As is often the case these days, we have AI to thank for unlocking this reality. It has long been possible for Hollywood studios to copy actors’ voices, faces and behaviors through software, but in recent years AI has made similar technology widely accessible and virtually free. Is. In addition to Touchcast, companies including Synthesis And Hey General Offers businesses a way to create avatars of real or fake people for presentations, marketing and customer service.

Touchcast founder and CEO Edo Segal believes that digital avatars can be a new way to present and interact with content. His company has developed a software platform called Genything that will allow anyone to create their own digital twin.

At the same time, deepfakes are becoming a major concern at election time in many countries, including the United States. last month, AI generated robocalls The fake Joe Biden profile was used to spread election misinformation. Taylor Swift recently became one too. The target of deepfake porn Produced using widely available AI image tools.

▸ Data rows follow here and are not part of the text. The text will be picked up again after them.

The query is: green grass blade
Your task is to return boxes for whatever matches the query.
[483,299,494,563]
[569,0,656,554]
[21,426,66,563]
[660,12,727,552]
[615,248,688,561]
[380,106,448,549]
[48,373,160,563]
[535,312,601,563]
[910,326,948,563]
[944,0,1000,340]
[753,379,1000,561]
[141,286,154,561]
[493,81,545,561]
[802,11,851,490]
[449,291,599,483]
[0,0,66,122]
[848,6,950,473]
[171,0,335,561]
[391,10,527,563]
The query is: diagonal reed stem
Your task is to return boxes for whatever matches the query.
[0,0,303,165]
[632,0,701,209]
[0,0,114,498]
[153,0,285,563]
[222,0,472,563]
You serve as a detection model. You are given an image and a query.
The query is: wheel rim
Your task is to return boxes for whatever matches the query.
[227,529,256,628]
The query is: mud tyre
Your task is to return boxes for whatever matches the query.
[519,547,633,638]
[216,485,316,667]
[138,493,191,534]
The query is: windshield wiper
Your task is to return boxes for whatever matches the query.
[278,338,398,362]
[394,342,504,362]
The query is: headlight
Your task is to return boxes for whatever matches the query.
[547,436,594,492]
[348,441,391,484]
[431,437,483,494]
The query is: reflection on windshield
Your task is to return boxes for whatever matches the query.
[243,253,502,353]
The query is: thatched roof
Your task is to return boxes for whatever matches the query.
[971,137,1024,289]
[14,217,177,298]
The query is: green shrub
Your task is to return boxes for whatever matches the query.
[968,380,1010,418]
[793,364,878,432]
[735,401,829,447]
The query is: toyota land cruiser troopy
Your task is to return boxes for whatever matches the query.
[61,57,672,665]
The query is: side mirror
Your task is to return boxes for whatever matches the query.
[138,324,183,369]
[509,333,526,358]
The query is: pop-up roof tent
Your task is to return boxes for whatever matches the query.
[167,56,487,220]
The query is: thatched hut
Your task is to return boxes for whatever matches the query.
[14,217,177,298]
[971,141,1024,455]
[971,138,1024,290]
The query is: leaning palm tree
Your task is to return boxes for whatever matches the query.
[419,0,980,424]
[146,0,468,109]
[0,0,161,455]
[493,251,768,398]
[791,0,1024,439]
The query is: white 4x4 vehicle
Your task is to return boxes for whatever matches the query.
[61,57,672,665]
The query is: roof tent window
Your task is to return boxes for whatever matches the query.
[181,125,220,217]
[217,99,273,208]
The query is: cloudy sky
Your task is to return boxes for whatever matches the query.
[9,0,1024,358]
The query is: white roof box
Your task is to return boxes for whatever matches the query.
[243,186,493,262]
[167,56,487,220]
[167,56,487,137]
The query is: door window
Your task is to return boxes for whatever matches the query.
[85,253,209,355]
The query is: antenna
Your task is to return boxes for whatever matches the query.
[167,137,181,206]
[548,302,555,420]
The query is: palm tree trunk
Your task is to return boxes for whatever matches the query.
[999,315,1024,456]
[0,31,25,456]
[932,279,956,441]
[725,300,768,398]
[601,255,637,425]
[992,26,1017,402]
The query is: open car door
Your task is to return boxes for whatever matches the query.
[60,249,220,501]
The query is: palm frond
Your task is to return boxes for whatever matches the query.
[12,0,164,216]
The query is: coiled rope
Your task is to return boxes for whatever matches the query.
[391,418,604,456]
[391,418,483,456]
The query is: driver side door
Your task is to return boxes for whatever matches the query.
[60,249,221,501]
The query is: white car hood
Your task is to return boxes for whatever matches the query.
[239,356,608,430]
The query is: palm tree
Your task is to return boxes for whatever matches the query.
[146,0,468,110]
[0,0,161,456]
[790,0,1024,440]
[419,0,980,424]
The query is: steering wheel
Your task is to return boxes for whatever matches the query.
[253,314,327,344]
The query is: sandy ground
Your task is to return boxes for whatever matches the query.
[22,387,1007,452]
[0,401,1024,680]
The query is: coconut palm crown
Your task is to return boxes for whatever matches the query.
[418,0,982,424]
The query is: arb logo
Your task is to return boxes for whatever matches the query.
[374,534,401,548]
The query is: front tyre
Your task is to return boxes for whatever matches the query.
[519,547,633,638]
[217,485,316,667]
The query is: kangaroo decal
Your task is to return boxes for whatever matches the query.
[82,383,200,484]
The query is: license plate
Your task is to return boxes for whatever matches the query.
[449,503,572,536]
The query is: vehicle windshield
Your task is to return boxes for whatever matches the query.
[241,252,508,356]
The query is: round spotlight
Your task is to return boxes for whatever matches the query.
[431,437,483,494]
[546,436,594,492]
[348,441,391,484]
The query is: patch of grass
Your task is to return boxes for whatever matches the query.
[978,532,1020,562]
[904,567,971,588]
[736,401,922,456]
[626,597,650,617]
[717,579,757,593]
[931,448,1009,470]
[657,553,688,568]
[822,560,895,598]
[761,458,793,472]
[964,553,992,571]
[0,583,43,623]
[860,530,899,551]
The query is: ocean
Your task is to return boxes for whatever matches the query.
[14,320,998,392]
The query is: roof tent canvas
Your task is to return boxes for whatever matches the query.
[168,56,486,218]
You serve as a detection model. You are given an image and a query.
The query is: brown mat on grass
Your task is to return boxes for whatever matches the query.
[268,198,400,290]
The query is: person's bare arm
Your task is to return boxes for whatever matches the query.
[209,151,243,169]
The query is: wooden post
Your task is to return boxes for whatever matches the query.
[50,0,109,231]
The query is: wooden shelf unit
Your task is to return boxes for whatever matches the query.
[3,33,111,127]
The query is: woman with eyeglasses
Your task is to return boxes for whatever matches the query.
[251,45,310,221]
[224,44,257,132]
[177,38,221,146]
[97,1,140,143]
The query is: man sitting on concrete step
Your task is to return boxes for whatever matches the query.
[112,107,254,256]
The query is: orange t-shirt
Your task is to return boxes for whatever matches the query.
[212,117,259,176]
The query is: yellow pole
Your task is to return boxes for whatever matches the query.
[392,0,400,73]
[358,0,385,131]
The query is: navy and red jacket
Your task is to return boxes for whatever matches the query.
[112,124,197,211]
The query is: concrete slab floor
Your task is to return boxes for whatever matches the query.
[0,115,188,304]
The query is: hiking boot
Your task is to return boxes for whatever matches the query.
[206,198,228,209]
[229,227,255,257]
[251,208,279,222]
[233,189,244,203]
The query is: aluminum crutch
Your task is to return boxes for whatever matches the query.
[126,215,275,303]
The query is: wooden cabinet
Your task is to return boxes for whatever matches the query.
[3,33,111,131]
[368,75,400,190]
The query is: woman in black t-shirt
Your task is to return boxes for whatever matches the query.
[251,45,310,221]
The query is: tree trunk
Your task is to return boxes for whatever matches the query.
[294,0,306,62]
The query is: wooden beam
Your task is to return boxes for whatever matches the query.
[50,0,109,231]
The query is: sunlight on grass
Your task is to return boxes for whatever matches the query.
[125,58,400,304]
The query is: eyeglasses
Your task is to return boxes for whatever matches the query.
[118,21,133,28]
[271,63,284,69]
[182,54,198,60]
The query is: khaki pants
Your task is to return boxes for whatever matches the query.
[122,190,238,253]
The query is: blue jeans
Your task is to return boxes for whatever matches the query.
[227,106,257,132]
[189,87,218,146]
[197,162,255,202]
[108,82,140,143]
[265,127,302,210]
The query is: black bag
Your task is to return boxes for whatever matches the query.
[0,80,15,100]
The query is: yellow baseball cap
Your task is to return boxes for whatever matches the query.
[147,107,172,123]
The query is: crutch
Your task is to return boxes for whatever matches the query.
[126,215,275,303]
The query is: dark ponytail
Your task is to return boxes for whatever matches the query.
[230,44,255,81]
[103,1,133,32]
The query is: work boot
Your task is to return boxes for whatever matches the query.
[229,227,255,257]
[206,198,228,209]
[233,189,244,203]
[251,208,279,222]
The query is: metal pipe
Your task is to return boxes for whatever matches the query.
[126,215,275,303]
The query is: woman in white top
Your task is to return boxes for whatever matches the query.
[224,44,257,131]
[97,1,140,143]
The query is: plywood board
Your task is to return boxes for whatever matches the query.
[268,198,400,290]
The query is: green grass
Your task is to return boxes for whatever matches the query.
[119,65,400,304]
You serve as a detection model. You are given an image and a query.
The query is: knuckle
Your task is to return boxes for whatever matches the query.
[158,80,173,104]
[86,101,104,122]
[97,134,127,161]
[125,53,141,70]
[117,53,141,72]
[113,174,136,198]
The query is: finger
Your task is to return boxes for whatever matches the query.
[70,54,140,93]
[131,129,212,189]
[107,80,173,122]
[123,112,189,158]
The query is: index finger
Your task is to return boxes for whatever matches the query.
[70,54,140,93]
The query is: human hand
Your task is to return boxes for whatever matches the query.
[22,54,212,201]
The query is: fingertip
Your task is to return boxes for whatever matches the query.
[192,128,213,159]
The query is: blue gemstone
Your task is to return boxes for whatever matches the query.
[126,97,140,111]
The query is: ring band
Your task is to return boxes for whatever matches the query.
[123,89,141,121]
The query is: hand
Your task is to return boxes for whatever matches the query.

“Deepfake images are certainly something we find disturbing and alarming,” Ben Buchanan, White House special adviser on AI, told Wired in a recent interview. Swift’s deepfake is “an important data point in a broader trend that disproportionately affects women and girls, who are disproportionately targeted for online harassment and abuse,” he said. said

A new one USAI Safety InstituteCreated under a White House executive order issued last October, it is currently developing standards for watermarking AI-generated media. Meta, Google, Microsoft, and other tech companies are also making progress. Technology designed to detect AI forgeries In which the AI ​​arms race is becoming more and more intense.

Some of the political uses of deepfake, however, highlight the dual potential of the technology.

Former Prime Minister of Pakistan Imran Khan Addressed the rally. to his party followers last Saturday despite being behind bars. The former cricket star, who has been jailed for what his party described as a military coup, delivered his speech using deepfake software that sat behind a desk and uttered words that he never said

As AI-powered video manipulation improves and becomes easier to use, business and consumer interest in legitimate uses of the technology is likely to increase. Recently Chinese tech company Baidu Developed a method To create deep faxes to send Lunar New Year greetings to your chatbot app users.

Even for early adopters, the possibility of misuse is not entirely out of mind. “There’s no question that security needs to be a top priority,” says Accenture’s Scaff. “Once you have artificial twins, you can tell them to do anything.”